I guess I’ve grown accustomed over the last 2 years to celebrating life, with upwards of 10 babies being born to our friends and family, in addition to the 4-5 more that will be born this year. The death is just so incongruous and sad. It’s easy for me to say that I still trust in the Lord because this was not my child. Obviously, I can’t even understand what they are feeling because I’ve never even had a child at all. Today is the visitation and we are getting ready to go. Please pray or send positive thoughts toward everyone if you think of it.

I don’t think it has helped that I have been reading Beautiful Boy: A Father’s Journey Through His Son’s Addiction by David Sheff. I’ve read a lot of stories about addicts and recovery, and heard a lot of my friends’ personal stories in Celebrate Recovery, and even stories from parents of addicts in the past. What I never realized was how all the stories I’ve heard included God. At the very least, the 12 steps require a Higher Power. I’ve been blessed to have seen God in all the stories I’ve heard so far, so that even when there is relapse, there is always a hope and a peace. That is how this one was different, and why reading it has also been very hard for me.
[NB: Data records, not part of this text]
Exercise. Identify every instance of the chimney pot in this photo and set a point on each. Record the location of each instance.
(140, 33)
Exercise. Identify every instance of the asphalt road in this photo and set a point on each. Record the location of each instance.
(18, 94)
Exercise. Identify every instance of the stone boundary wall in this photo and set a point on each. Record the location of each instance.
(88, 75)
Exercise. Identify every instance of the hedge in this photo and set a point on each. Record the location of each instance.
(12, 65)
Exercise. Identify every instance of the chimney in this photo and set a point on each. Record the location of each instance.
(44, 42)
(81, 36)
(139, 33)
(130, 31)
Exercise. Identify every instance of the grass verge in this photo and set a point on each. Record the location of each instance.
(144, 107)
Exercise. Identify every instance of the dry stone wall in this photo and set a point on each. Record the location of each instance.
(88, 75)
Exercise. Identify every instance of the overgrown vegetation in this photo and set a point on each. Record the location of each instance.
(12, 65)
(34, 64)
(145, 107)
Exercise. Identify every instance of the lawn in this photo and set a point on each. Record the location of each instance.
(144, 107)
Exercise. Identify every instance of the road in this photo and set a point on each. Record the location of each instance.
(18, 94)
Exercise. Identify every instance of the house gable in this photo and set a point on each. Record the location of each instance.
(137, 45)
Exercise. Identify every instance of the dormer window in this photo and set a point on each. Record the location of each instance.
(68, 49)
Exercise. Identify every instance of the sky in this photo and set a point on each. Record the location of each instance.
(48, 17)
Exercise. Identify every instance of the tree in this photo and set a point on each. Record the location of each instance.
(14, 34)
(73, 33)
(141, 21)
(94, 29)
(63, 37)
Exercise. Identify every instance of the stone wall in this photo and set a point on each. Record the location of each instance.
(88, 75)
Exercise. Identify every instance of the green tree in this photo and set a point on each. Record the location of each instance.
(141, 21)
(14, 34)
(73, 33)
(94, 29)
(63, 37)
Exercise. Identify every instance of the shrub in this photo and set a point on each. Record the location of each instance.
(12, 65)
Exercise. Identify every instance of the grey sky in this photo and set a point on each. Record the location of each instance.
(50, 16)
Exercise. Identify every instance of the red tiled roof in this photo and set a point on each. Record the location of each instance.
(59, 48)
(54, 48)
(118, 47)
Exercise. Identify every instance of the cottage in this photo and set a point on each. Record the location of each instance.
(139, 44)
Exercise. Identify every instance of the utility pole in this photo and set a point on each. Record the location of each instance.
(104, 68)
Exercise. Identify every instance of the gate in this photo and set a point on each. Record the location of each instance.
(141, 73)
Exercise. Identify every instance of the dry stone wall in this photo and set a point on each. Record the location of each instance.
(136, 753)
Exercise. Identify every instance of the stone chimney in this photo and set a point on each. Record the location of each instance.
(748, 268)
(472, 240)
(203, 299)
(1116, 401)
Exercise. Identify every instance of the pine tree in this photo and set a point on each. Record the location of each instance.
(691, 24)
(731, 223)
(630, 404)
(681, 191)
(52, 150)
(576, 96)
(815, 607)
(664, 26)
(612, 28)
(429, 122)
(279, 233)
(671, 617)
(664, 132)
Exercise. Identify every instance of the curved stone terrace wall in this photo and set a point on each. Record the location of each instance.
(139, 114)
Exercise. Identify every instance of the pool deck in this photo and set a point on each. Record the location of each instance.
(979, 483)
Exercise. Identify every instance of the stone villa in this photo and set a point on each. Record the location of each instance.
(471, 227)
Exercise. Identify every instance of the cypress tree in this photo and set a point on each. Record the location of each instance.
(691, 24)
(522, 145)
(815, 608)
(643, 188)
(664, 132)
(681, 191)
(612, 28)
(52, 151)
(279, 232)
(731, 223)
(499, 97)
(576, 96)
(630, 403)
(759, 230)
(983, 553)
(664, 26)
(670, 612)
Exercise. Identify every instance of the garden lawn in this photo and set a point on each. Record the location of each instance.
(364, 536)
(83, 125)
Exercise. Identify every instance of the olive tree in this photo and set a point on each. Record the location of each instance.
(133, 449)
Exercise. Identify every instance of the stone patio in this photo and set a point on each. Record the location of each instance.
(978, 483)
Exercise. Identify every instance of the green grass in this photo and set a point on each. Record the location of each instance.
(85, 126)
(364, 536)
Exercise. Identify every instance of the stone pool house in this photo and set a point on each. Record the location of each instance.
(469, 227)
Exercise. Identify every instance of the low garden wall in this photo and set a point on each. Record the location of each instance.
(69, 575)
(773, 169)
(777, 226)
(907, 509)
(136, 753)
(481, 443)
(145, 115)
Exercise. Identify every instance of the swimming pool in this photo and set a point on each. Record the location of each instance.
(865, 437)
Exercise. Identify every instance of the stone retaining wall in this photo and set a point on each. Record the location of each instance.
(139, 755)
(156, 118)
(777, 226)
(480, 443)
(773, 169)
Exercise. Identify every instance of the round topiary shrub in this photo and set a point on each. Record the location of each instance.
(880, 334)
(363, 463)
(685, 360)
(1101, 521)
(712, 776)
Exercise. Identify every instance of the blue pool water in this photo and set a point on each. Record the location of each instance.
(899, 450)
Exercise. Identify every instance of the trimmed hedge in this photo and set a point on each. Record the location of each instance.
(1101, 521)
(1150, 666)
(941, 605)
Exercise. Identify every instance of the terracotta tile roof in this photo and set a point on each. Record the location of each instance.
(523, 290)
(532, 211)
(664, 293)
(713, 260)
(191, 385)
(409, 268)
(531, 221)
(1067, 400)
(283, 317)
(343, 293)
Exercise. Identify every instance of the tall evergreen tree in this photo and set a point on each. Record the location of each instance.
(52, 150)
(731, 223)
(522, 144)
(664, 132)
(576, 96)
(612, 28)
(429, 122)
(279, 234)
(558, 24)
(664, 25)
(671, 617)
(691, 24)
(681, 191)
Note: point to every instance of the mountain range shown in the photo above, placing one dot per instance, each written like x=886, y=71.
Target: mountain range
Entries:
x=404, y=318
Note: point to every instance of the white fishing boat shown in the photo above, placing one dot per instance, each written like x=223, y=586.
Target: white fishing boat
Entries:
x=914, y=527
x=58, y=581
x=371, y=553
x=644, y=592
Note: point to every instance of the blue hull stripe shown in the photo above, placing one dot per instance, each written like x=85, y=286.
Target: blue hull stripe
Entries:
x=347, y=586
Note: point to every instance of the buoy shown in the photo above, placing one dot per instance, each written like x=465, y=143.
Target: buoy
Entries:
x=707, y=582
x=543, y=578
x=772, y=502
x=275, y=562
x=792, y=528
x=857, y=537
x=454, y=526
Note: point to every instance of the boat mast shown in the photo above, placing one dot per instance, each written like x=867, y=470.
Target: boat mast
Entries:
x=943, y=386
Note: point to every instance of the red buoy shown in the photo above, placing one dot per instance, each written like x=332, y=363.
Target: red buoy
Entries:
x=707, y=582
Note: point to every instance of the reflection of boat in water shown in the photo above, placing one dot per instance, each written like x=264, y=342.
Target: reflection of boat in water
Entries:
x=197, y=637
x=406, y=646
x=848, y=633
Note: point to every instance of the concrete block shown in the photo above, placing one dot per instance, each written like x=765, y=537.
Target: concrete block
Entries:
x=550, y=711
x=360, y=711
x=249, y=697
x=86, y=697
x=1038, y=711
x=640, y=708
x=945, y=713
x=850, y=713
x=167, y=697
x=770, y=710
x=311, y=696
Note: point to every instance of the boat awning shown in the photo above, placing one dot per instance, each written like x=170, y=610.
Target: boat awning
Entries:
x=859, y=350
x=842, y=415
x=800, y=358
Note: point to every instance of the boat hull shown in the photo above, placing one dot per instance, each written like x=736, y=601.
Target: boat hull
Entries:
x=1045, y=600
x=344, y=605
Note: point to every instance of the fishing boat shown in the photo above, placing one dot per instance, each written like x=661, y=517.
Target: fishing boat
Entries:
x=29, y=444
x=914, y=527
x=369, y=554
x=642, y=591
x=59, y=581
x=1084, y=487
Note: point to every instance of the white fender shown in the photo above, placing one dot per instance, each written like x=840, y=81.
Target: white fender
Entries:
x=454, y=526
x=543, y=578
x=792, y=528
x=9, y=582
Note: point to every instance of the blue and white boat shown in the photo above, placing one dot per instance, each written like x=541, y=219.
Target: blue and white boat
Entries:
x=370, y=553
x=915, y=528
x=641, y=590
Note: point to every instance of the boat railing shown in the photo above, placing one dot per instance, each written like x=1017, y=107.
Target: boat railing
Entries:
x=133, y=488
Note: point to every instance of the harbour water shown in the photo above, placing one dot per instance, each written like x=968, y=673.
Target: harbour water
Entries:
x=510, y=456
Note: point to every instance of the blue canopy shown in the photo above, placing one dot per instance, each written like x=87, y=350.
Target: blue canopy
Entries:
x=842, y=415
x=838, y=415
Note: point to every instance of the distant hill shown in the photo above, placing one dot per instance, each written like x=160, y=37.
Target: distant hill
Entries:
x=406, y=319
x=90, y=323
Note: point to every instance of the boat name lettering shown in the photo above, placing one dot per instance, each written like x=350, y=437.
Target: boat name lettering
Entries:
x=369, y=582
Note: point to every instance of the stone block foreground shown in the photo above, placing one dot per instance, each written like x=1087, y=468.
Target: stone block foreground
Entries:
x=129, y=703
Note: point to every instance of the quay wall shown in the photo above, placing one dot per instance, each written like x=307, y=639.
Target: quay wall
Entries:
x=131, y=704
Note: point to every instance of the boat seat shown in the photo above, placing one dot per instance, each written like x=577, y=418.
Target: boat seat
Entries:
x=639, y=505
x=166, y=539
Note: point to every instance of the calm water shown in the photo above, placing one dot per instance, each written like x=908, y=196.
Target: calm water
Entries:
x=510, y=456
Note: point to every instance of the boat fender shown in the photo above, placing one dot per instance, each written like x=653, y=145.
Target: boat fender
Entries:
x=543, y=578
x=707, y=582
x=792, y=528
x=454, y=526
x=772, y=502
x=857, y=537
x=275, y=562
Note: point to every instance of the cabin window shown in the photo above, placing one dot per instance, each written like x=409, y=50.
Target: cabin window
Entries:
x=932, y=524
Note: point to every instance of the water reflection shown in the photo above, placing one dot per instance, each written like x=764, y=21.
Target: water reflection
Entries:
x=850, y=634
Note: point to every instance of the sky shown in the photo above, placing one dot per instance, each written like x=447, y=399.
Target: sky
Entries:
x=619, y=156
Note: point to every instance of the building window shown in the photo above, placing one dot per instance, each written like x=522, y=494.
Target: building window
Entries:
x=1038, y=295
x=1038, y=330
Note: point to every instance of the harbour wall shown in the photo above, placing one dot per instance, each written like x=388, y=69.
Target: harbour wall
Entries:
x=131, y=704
The author doesn’t believe in God, and you can really see and feel it in the way he reacts to tragedy and heartbreak. He is terribly, utterly alone in his mind and his emotions. He is full of fear and panic. There is none of the “peace within the storm” that I see in families of addicts, addicts, or even people going through horrible trials that I have seen in the Watermark family. It was hard for me to read this book, knowing that without some kind of outside help, this man and his son were truly, truly alone. Even in the end of the book, no real peace, just a resignation to chaos. It was a painful book to me.

When I told another friend about the book and the death, she said “I am sorry, this is all very heavy”. I think that is a good description. I feel heaviness.